Refugee supporters call for Easter convergence in Darwin

February 13, 2012
Issue 
Refugee rights supporters rallied outside the ALP national conference in Sydney, December 4. Photo: Peter Boyle

When we again protest this Easter, it will mark 10 years since the refugee rights movement’s first Easter convergence — Woomera 2002 — when busloads of protesters from across the country met magnificent protests by detainees, many of who leapt through the fence and literally into the arms of the movement.

A decade on, and four years into the Labor government, the level of self-harm and suicide in detention are, if anything, higher than they were during the worst of the Howard-Ruddock regime. As of October 31 last year, 4223 people were being held in detention, the vast majority of them “irregular maritime arrivals”, as asylum seekers are called by the Department of Immigration and Citizenship.

They included 1246 from Afghanistan (who have fled the chaos caused by 10 years of Western military occupation), 1095 from Iran (who were heralded as freedom fighters when they dared to defy Ahmadinejad’s rigged election outcome in 2009), and a further 424 mainly Tamils from Sri Lanka (whose murderous head of state was recently feted by Julia Gillard at CHOGM in Perth).

Three hundred and seventy children remained in detention, despite the promise in October 2010 to have all families out by the end of June. A further 1231 people (including 512 kids) were being held under community residence determination, bringing the total to 5454. And this doesn’t include the hundreds of Indonesian asylum boat crew (including scores of minors) being held in adult Australian jails.

Immigration minister Chris Bowen’s piecemeal bridging visa announcement will barely make a dent in the monumental misery caused by mandatory detention. Far from dismantling detention, with the opening of Pontville in Tasmania, there are now detention facilities in every Australian state and territory other than the ACT.

Bowen’s phoney proposition to increase the refugee intake from 13,750 to 20,000 is tied to an acceptance of offshore processing — notably his near universally condemned Malaysia refugee swap plan.

Why Darwin?

Darwin is rapidly becoming Australia’s detention capital. Chronic levels of self-harm and protest have put the Northern Immigration Detention Centre (NIDC) in a state of perpetual crisis. Three hundred and forty one people continue to languish at NIDC, with scores more at the Darwin Airport Lodge “Alternative Place of Detention”.
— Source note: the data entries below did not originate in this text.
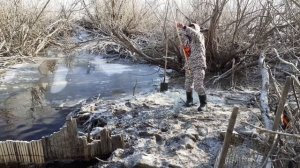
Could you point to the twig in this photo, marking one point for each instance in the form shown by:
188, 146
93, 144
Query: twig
264, 103
221, 159
103, 161
281, 103
286, 62
272, 132
276, 140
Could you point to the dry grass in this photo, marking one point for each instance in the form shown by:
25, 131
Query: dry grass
27, 29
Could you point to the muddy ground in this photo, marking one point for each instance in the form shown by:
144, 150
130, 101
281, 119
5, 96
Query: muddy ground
160, 132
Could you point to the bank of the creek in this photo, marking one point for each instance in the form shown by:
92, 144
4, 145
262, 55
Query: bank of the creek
36, 98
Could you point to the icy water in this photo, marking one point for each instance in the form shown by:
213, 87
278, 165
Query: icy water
34, 98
As mental health nurse and former staff member at NIDC Ena Grigg told Lateline this week: “Being locked in a prison with not knowing how you are going to get out or when you are going to get out or why you are even there, and not getting any answers as to how they can get out is driving people mad.”

Within days, the government will open the first compound of the Wickham Point detention centre, located an hour outside Darwin in mosquito-infested swampland. One hundred and seventy to 180 “clients” are expected to be transported by Christmas to what is supposedly a facility for people on “positive pathways”, but which in reality is as bad as the worst that mandatory detention has created.

It has two fences, the outer one with electricity, and the inner with a pressure sensitive alarm.

When asked why the site was so far from town (a 100 kilometre round trip from Darwin’s CBD and a 60 kilometre roundtrip from NIDC — no public transportation is available), DIAC responded that the “government has had facilities in very remote locations before.”

A convergence centred on Darwin, with simultaneous protests at as many other detention centres as our resilient movement can muster, can again focus attention on the reality behind the wire.

Darwin is set to become the military capital of Australia, with the massive new US military base announced during US President Barack Obama’s recent visit there. In addition, converging on Darwin provides the refugee movement with an opportunity to deepen our links with Aboriginal communities, who for more than four years have been resisting the hugely negative impacts of the NT intervention.

Together with other national initiatives — from the events held around the 20th anniversary of mandatory detention on May 6, to mass demonstrations on World Refugee Day around June 20 — the Easter convergence can ensure that the national grassroots refugee rights movement remains on the front foot against a government that is increasingly defensive about its punitive refugee and asylum seeker policies.

[Republished from the Darwin Easter Convergence 2012 website.]